Battambang Land Dispute Turns Violent

Two villagers and a police officer were injured on Tuesday morning when a protest over a land concession for disabled war veterans in Battambang province turned violent, according to police and a local official.

Bavel district deputy police chief Dy Sareth said at least 50 villagers armed with sticks, knives and axes confronted roughly 30 police in Ampil Pram Doeum commune while escorting provincial land officers who had come to measure out land for the veterans.

He said the police fired a few warning shots into the air, after which the angry villagers took two rifles and a pistol off the officers and attacked them, injuring one of the officers. He added that two villagers were also injured, not by police, but by a handful of locals who had taken the side of the police.

According to Mr Sareth, one of the villagers was struck in the head with an axe and was still being cared for at the district hospital. He said the other villager and officer were admitted and released.

Mr Sareth said the melee came to an end without any arrests after the land officers stopped their measurements of the contested area. But he said his office was investigating the incident and suspect a small group of larger landowners threatened by the redistribution of land had incited the villagers.

Villagers who took part in the protest could not be reached for comment yesterday. But according to Heng Sayhong, a local monitor for human rights group Licadho who spoke with some of the protesters afterward, the police and land officials were also accompanied by a few bulldozers that had started clearing some of the villagers’ rice fields.

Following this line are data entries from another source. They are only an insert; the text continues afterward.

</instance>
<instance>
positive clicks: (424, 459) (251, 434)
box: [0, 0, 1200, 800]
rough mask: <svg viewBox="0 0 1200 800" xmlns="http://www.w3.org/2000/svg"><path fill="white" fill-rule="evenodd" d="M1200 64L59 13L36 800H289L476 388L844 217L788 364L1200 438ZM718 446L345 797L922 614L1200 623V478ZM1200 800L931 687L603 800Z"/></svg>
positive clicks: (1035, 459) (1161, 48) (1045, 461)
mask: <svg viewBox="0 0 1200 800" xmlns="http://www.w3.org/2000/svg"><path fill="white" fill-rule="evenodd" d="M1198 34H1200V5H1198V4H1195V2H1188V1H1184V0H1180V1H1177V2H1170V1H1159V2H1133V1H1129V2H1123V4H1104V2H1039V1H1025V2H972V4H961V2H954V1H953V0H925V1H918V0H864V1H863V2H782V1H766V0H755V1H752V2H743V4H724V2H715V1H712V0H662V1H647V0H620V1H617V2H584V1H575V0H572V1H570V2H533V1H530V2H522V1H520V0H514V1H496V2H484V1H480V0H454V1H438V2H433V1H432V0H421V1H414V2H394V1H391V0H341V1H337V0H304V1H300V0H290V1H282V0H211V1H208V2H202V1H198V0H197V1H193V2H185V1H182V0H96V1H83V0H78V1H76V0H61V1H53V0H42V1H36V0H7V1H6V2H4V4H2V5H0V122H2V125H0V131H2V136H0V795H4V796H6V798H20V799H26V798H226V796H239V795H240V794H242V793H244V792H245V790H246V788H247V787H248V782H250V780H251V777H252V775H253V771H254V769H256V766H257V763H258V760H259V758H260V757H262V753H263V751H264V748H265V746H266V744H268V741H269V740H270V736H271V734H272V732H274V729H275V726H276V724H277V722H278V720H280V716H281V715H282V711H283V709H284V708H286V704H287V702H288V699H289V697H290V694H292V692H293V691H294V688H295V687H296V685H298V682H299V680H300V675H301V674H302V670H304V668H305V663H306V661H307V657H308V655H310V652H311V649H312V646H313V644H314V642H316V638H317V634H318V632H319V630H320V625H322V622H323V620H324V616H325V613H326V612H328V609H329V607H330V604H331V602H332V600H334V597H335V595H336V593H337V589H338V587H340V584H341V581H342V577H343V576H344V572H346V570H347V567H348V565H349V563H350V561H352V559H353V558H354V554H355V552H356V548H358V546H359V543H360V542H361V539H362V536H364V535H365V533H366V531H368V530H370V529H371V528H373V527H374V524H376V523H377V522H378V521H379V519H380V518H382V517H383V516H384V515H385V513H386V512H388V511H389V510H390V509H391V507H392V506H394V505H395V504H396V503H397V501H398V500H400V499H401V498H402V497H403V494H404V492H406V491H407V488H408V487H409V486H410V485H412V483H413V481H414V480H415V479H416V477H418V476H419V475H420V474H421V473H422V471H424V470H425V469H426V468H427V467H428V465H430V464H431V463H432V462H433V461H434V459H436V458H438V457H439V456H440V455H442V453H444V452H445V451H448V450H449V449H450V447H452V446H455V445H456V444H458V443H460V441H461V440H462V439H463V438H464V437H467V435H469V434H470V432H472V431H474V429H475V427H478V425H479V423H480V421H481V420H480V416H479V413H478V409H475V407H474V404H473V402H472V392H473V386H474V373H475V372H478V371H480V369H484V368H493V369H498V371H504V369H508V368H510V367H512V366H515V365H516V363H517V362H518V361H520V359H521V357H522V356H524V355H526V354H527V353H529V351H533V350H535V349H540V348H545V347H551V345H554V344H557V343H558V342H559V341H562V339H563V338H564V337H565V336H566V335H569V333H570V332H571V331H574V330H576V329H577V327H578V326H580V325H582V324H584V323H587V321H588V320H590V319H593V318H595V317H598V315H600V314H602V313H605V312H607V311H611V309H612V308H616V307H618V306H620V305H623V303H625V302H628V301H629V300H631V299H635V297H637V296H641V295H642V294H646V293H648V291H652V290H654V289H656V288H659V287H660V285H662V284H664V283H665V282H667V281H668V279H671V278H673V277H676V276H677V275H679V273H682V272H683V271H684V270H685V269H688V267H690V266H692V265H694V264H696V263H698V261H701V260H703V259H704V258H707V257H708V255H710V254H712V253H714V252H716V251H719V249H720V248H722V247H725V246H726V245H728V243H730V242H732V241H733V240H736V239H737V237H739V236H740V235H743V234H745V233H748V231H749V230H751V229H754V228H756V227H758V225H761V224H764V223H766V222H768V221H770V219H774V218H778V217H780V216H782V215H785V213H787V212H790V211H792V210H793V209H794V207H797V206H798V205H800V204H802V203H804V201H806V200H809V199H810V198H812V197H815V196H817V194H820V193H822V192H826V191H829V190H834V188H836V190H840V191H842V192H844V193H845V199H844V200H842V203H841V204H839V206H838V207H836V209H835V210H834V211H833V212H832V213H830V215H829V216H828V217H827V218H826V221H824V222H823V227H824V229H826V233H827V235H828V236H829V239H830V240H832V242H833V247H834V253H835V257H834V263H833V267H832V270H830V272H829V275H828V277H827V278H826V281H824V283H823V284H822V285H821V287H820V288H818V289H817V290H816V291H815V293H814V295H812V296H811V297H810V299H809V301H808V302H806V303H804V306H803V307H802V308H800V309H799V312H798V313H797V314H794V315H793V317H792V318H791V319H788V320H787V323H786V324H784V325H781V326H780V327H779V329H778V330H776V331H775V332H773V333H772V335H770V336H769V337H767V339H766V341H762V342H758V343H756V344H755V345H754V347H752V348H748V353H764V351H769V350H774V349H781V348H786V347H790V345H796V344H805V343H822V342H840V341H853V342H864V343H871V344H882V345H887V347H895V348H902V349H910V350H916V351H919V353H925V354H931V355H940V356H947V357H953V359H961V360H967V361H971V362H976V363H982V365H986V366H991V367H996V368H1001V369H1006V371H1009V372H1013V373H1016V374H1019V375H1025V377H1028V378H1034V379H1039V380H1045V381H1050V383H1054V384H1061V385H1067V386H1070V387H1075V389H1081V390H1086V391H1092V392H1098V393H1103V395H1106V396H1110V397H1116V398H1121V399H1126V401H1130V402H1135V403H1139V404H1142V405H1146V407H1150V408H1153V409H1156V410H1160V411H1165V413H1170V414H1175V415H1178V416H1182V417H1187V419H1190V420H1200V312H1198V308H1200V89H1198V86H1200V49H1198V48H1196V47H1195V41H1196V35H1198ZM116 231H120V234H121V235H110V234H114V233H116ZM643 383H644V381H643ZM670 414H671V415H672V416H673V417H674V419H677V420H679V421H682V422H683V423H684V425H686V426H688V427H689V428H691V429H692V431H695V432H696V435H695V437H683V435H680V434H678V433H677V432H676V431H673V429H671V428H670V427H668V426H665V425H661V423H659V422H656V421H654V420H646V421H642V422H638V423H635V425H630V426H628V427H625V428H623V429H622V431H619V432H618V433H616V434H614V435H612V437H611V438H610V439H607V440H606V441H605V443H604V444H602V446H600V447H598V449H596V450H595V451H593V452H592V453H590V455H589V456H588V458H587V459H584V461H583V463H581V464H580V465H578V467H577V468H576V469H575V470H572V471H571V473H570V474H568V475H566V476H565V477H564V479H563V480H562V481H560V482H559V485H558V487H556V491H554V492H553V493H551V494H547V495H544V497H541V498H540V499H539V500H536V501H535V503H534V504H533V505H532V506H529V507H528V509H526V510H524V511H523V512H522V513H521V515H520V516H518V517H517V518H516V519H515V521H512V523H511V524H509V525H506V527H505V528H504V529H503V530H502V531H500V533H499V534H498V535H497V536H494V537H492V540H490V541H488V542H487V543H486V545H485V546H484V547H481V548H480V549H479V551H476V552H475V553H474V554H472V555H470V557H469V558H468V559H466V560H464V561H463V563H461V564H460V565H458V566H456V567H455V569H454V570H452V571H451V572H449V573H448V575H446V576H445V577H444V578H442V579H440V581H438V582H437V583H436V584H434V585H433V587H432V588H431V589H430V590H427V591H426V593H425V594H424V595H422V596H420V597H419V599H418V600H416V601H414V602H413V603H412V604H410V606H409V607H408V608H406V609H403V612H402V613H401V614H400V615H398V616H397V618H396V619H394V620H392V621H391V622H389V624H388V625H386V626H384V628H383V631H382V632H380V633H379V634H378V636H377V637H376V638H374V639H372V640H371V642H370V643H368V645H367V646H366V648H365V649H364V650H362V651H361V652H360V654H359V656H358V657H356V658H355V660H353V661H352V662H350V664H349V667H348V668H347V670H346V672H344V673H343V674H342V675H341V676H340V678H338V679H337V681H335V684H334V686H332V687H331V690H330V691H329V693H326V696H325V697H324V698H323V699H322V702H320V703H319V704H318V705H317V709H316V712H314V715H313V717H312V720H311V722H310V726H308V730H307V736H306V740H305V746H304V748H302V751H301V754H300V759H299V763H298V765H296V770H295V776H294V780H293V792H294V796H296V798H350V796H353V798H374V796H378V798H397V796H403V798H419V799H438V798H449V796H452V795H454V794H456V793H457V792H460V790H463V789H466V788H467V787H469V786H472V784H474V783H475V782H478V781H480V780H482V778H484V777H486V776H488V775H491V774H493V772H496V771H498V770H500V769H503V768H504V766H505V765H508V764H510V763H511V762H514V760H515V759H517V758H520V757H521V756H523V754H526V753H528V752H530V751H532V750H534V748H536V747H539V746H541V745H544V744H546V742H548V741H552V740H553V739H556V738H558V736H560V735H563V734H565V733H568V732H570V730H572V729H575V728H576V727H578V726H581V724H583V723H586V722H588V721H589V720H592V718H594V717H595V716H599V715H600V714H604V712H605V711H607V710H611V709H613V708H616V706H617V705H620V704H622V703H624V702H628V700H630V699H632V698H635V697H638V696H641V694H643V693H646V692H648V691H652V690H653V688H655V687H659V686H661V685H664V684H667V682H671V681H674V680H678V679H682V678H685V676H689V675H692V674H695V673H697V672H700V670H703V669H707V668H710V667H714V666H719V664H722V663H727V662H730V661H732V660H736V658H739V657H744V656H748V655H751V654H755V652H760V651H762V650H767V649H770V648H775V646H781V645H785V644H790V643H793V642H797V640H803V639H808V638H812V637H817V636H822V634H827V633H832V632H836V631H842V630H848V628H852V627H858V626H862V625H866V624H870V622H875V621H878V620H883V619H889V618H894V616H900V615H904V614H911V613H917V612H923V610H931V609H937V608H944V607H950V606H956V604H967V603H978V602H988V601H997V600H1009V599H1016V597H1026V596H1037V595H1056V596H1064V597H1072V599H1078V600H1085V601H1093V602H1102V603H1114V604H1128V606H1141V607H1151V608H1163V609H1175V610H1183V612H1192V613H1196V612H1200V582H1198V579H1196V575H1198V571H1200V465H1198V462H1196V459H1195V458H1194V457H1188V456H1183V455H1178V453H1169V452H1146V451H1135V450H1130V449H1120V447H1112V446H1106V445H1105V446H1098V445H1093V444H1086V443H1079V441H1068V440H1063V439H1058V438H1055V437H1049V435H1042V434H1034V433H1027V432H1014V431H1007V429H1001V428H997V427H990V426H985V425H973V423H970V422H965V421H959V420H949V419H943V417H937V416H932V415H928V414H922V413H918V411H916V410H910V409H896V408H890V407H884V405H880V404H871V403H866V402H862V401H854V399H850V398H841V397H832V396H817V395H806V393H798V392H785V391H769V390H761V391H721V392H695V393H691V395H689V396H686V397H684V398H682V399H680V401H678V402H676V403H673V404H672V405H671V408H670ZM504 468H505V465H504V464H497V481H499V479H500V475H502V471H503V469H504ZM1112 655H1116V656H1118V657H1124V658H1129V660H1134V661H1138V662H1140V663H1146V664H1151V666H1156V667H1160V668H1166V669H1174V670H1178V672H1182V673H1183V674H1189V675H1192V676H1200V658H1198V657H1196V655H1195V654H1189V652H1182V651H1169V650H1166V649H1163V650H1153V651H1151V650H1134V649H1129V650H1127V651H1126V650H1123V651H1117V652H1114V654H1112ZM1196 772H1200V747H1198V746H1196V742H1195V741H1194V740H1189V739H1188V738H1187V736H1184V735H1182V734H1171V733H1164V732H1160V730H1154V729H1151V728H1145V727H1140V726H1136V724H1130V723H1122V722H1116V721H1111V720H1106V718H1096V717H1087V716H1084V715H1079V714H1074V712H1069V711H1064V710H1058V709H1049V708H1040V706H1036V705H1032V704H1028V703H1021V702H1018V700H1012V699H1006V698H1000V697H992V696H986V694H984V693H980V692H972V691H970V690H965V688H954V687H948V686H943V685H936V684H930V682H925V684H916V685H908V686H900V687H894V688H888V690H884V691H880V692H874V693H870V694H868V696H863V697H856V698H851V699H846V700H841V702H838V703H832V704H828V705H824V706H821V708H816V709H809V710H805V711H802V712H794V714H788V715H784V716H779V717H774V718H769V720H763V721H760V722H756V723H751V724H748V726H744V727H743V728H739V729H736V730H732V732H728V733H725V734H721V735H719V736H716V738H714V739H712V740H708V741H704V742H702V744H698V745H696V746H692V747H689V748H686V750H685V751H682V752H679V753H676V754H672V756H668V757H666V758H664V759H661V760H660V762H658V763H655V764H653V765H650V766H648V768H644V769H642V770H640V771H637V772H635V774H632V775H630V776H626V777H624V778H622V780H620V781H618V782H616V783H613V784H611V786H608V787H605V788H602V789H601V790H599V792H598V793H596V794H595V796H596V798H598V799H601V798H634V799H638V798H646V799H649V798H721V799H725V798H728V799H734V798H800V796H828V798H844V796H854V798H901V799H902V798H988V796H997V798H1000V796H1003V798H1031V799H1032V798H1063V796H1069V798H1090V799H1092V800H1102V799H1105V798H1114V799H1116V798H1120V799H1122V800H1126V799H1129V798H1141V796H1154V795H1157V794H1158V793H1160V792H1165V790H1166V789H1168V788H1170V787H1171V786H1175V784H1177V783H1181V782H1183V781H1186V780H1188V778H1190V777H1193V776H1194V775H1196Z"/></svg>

Mr Sayhong said he had not gathered enough information to comment on the violence, however, and that his own investigation of the confrontation was still underway.

District Governor Tim Dareth, who said he was at the protest, blamed the violence on the villagers for preventing the land officers from carrying out their measurement work.

“I asked them to stand and talk to each other, but they did not listen,” he said.

According to Mr Dareth, some 600 families live on the 3,600-hectare concession and that all but 15 had agreed to a plan to incorporate the families of 250 disabled war veterans’ families into the area.